Launching Jobs using a YAML File

This section explains how to use SbatchMan to launch jobs defined in a YAML file. This is particularly useful for managing complex experiments with multiple configurations and parameters.

Important Note

Whatever relative path in the YAML file will be relative to the directory where the sbatchman launch command is run.

The launch Command

To launch a batch of jobs, use the launch command with the --file option:

sbatchman launch --file experiments.yaml

Note

The launch command will NOT run again "identical" jobs unless forced or if previous jobs are archived.

Tip

Your experiments.yaml may generate thousands of jobs. To avoid issued with SLURM submission limits or avoid flooding the queue, you can set a limit that tells SbatchMan not to queue more than that amount of jobs at any time. You can set the limit with the sbatchman set-max-jobs CLI command.

Batch File Structure

The batch submission file is a YAML file that defines global variables and a list of job templates. SbatchMan will generate a job for each unique combination of parameters.

Top-Level Keys

The file has the following main top-level keys:

  • sequential: If set to true, will ensure that jobs are scheduled sequentially.
  • variables: Defines global variables applicable to all jobs.
  • cluster_name: Optional parameter that defines the cluster configuration to use.
  • jobs: A list of job templates.

The jobs Block

This is a list where each item defines a job template. Each template can have the following keys:

  • config: The name of the configuration to use. This can be dynamic, using variables (e.g., gpu_partition_{gpu_number}).
  • command: A command template for the job.
  • preprocess: An optional command to run before the main command.
  • postprocess: An optional command to run after the main command.
  • variables: A dictionary of variables that apply only to this job template.
  • cluster_name: Optional parameter that defines the cluster configuration to use.
  • config_jobs: A list of variations for this job template. Each variation will generate one or more jobs.
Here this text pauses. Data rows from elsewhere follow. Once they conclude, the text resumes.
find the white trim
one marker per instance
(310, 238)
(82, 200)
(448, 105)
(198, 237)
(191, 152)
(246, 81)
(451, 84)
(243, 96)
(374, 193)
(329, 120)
command, preprocess and postprocess can be also set at top-level.

Tip

In general, higher-level variables and blocks can be overwritten by redeclaring them for more specific scopes.

The config_jobs Block

Each entry in the config_jobs list defines a specific set of runs for a configuration and must contain a tag. It can also contain:

  • tag: To define the tag to be assigned to generated jobs.
  • variables: To define or override variables for this specific variation.
  • command: To provide a command that overrides the job template's command.
  • preprocess: To provide a command that sets or overrides the preprocess command.
  • postprocess: To provide a command that sets or overrides the postprocess command.
  • cluster_name: To define or override the cluster configuration for this specific variation.

The variables Block

This section defines variables that will be used to generate different job configurations. The final set of jobs is the Cartesian product of all applicable variable values.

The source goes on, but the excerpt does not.